Compare that with the others. WM comes in and immediately wants to upend the UF culture, make us something we’re not and try to win every game by scoring 14-21 points and having no margin for error. McElwain convinced himself he doesn’t need talent because he’s just going to coach up 2-3*’s and win with no conditioning. Mullen wastes no time bringing in wildly unpopular assistants, refuses to hold them accountable and has similar views to JM about the need for recruiting. Now Napier enters the picture and has his own “I know better” approach with the OC/QB roles, the double OL coach thing and having STs handled by committee. Some of those quirks were visible even in his first class as he took more of a scorched earth approach than was probably necessary.
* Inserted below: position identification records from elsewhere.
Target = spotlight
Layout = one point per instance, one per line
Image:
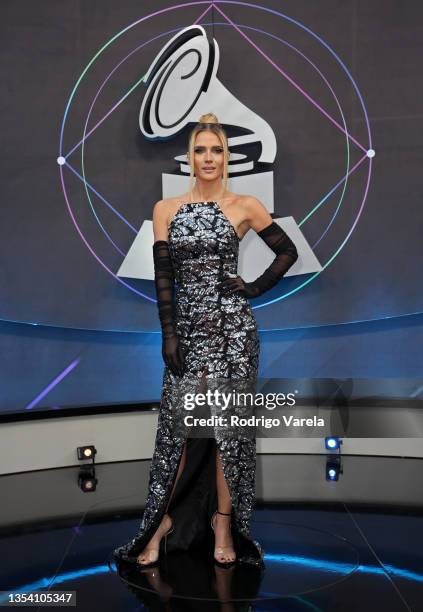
(333, 467)
(333, 443)
(86, 452)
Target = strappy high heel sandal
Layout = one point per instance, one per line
(151, 553)
(220, 550)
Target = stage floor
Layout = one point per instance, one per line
(326, 553)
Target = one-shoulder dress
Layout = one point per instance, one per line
(219, 339)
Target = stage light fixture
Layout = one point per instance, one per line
(87, 481)
(333, 443)
(86, 452)
(333, 467)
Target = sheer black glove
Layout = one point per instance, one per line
(286, 255)
(164, 281)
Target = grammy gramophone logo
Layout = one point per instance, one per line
(182, 84)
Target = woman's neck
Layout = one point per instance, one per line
(208, 192)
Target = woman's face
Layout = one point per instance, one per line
(208, 156)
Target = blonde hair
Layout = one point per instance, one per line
(210, 122)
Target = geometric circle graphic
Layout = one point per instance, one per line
(242, 30)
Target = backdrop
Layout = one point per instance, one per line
(335, 81)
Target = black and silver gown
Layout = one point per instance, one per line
(219, 339)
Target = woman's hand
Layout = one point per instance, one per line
(172, 354)
(236, 283)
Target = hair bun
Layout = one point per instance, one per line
(208, 118)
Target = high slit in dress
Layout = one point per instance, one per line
(219, 339)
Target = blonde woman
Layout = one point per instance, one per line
(203, 489)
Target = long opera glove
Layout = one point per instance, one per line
(164, 280)
(286, 255)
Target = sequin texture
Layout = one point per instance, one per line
(219, 339)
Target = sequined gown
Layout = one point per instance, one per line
(219, 339)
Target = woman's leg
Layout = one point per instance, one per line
(166, 522)
(222, 523)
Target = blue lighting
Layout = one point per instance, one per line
(308, 562)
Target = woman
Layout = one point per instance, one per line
(209, 332)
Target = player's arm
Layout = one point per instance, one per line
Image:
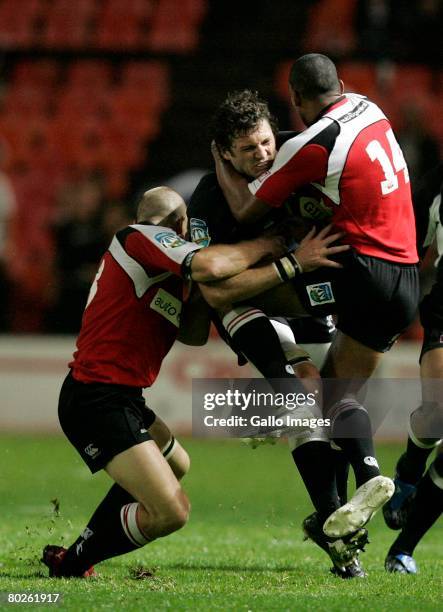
(313, 252)
(222, 261)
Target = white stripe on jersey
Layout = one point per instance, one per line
(134, 270)
(167, 241)
(350, 128)
(290, 148)
(435, 229)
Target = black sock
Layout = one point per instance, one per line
(412, 464)
(252, 333)
(341, 475)
(314, 461)
(104, 536)
(425, 509)
(351, 431)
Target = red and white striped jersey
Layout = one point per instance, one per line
(132, 315)
(350, 158)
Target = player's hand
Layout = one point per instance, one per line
(314, 251)
(274, 245)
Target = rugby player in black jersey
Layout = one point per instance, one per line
(418, 499)
(246, 132)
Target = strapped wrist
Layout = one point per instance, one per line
(287, 267)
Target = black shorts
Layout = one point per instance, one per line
(431, 316)
(375, 300)
(102, 420)
(313, 330)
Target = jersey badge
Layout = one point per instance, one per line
(199, 232)
(169, 240)
(168, 306)
(320, 293)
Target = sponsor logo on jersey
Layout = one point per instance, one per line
(358, 110)
(371, 461)
(314, 209)
(264, 176)
(169, 240)
(199, 232)
(320, 293)
(92, 451)
(167, 305)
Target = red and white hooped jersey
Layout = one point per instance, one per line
(132, 315)
(350, 157)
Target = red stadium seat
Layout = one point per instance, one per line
(331, 27)
(41, 73)
(358, 77)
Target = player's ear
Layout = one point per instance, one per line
(295, 97)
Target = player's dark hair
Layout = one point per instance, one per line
(313, 75)
(238, 115)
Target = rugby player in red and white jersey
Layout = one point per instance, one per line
(131, 320)
(350, 168)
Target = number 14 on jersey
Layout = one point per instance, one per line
(378, 153)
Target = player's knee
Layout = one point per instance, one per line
(177, 514)
(180, 463)
(426, 423)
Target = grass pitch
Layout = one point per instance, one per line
(242, 549)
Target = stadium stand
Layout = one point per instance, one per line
(124, 91)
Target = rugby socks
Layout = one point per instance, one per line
(254, 335)
(412, 464)
(320, 483)
(425, 509)
(341, 465)
(351, 432)
(112, 530)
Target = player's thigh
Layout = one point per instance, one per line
(170, 447)
(144, 472)
(282, 301)
(348, 358)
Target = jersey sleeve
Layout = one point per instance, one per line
(158, 249)
(300, 161)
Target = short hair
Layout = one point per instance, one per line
(239, 114)
(313, 75)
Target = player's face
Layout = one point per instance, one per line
(253, 153)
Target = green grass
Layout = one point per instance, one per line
(242, 549)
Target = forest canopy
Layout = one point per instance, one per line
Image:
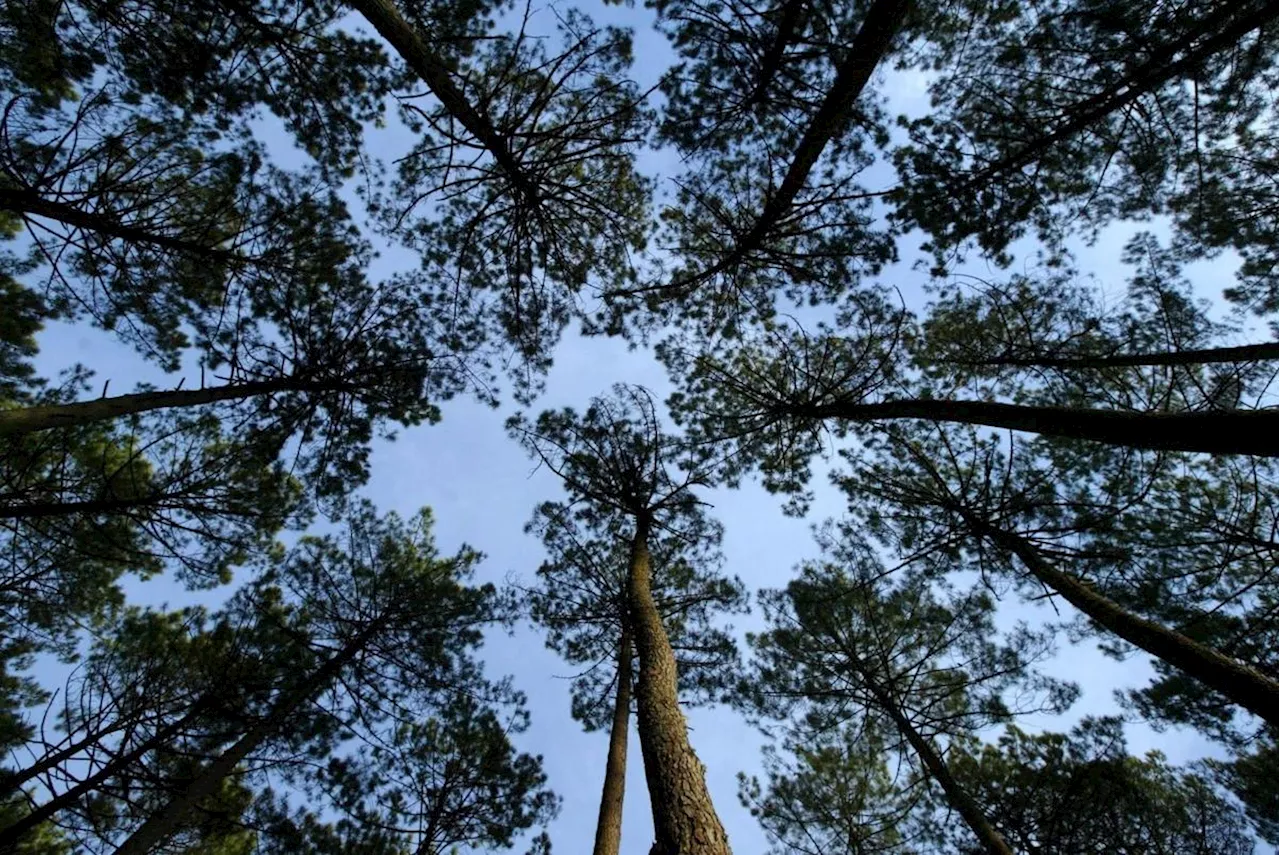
(986, 293)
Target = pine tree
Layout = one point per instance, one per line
(615, 460)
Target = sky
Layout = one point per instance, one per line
(483, 489)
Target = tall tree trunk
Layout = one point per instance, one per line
(684, 817)
(1265, 351)
(433, 71)
(608, 827)
(1235, 680)
(1232, 431)
(959, 798)
(27, 420)
(164, 823)
(880, 26)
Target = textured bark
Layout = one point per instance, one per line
(684, 817)
(1243, 685)
(956, 795)
(1202, 356)
(169, 819)
(1226, 431)
(608, 827)
(27, 420)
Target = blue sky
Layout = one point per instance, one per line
(483, 489)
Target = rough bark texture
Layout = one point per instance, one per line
(956, 795)
(1200, 356)
(1235, 680)
(1230, 431)
(169, 819)
(608, 827)
(27, 420)
(684, 817)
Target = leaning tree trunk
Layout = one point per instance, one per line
(956, 795)
(10, 836)
(1230, 431)
(1240, 684)
(608, 827)
(684, 817)
(169, 819)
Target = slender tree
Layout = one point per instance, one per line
(583, 602)
(615, 458)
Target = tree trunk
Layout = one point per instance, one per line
(608, 827)
(684, 817)
(27, 201)
(964, 804)
(792, 12)
(1235, 680)
(27, 420)
(12, 835)
(1232, 431)
(1265, 351)
(882, 22)
(169, 819)
(417, 54)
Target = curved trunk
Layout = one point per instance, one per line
(1230, 431)
(27, 420)
(684, 817)
(1235, 680)
(959, 798)
(608, 827)
(12, 836)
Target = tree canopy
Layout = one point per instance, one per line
(1005, 274)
It’s infuriating that we’ve had to stand by and watch as UF football is used as an experiment of theory, being drug through hell in the process, all on our dime. It’s simply not that hard to just do normal things in a logical way and let the chips fall where they may. As much as I get coaches wanting to have their own stamp that distinguishes their approach from others, it doesn’t mean being a total outlier on the basics. Guys like Saban, Smart, Day, Riley don’t do outlandish things to separate themselves. They do the same thing as everyone else—they just do them better. That’s what we need. I don’t care who it is. I’m just sick of the same stale “I know best” routine while we have to watch a dumpster fire unfold in front of our eyes. If Napier gets it and truly is a winner he makes wholesale changes to almost everything tomorrow. If not, there will be a 4th name added to the “previous coaches hate” thread very soon.